Documentation

Mathlib.SetTheory.ZFC.Ordinal

Von Neumann ordinals #

This file works towards the development of von Neumann ordinals, i.e. transitive sets, well-ordered under ∈. We currently only have an initial development of transitive sets.

Further development can be found on the branch von_neumann_v2.

Definitions #

ZFSet.IsTransitive means that every element of a set is a subset.

Todo #

Define von Neumann ordinals.
Define the basic arithmetic operations on ordinals from a purely set-theoretic perspective.
Prove the equivalences between these definitions and those provided in SetTheory/Ordinal/Arithmetic.lean.

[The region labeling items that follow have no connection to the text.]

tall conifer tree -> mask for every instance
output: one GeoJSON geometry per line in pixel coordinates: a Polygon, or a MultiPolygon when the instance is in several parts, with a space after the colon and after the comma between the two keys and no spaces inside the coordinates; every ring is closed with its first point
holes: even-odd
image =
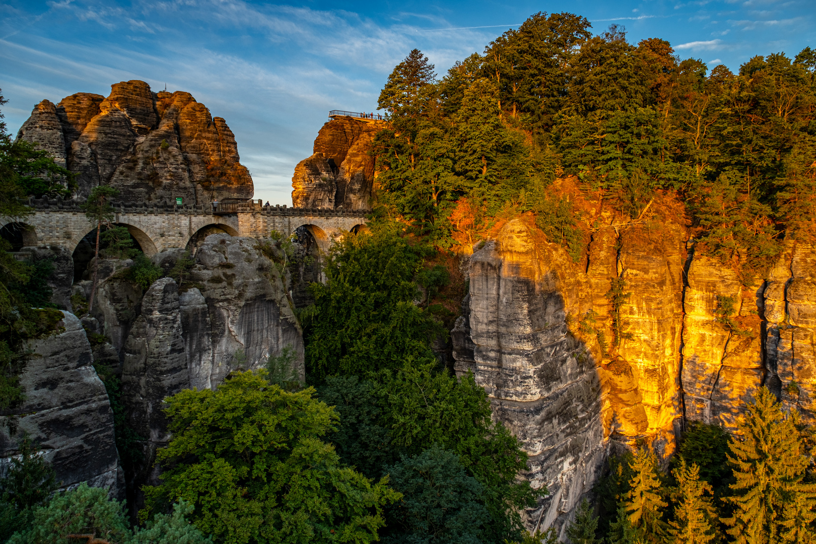
{"type": "Polygon", "coordinates": [[[629,482],[631,490],[626,502],[629,521],[637,529],[638,536],[647,542],[660,542],[665,522],[663,509],[667,505],[660,498],[660,480],[657,475],[657,458],[654,452],[640,449],[632,463],[634,475],[629,482]]]}
{"type": "Polygon", "coordinates": [[[807,542],[816,513],[816,485],[803,482],[812,458],[796,428],[798,414],[785,414],[767,387],[748,405],[741,439],[732,438],[729,462],[734,515],[722,521],[737,544],[807,542]]]}
{"type": "Polygon", "coordinates": [[[592,511],[589,501],[583,499],[578,507],[575,520],[566,529],[566,536],[572,544],[601,544],[603,538],[595,537],[595,530],[598,528],[598,518],[592,511]]]}
{"type": "Polygon", "coordinates": [[[708,544],[715,539],[714,529],[708,522],[712,515],[711,499],[705,493],[712,494],[711,484],[700,480],[700,469],[696,464],[690,467],[680,458],[680,466],[673,471],[677,480],[680,502],[675,507],[675,520],[669,523],[668,533],[671,544],[708,544]]]}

def ZFSet.IsTransitive (x : ZFSet) :

A transitive set is one where every element is a subset.

Equations

x.IsTransitive = ∀ y ∈ x, y ⊆ x

Instances For

@[simp]

theorem ZFSet.empty_isTransitive :

∅.IsTransitive

theorem ZFSet.IsTransitive.subset_of_mem {x : ZFSet} {y : ZFSet} (h : x.IsTransitive) :

y ∈ x → y ⊆ x

theorem ZFSet.isTransitive_iff_mem_trans {z : ZFSet} :

z.IsTransitive ↔ ∀ {x y : ZFSet}, x ∈ y → y ∈ z → x ∈ z

theorem ZFSet.IsTransitive.mem_trans {z : ZFSet} :

z.IsTransitive → ∀ {x y : ZFSet}, x ∈ y → y ∈ z → x ∈ z

Alias of the forward direction of ZFSet.isTransitive_iff_mem_trans.

theorem ZFSet.IsTransitive.inter {x : ZFSet} {y : ZFSet} (hx : x.IsTransitive) (hy : y.IsTransitive) :

(x ∩ y).IsTransitive

theorem ZFSet.IsTransitive.sUnion {x : ZFSet} (h : x.IsTransitive) :

(⋃₀ x).IsTransitive

theorem ZFSet.IsTransitive.sUnion' {x : ZFSet} (H : ∀ y ∈ x, y.IsTransitive) :

(⋃₀ x).IsTransitive

theorem ZFSet.IsTransitive.union {x : ZFSet} {y : ZFSet} (hx : x.IsTransitive) (hy : y.IsTransitive) :

(x ∪ y).IsTransitive

theorem ZFSet.IsTransitive.powerset {x : ZFSet} (h : x.IsTransitive) :

x.powerset.IsTransitive

theorem ZFSet.isTransitive_iff_sUnion_subset {x : ZFSet} :

x.IsTransitive ↔ ⋃₀ x ⊆ x

theorem ZFSet.IsTransitive.sUnion_subset {x : ZFSet} :

x.IsTransitive → ⋃₀ x ⊆ x

Alias of the forward direction of ZFSet.isTransitive_iff_sUnion_subset.

theorem ZFSet.isTransitive_iff_subset_powerset {x : ZFSet} :

x.IsTransitive ↔ x ⊆ x.powerset

theorem ZFSet.IsTransitive.subset_powerset {x : ZFSet} :

x.IsTransitive → x ⊆ x.powerset

Alias of the forward direction of ZFSet.isTransitive_iff_subset_powerset.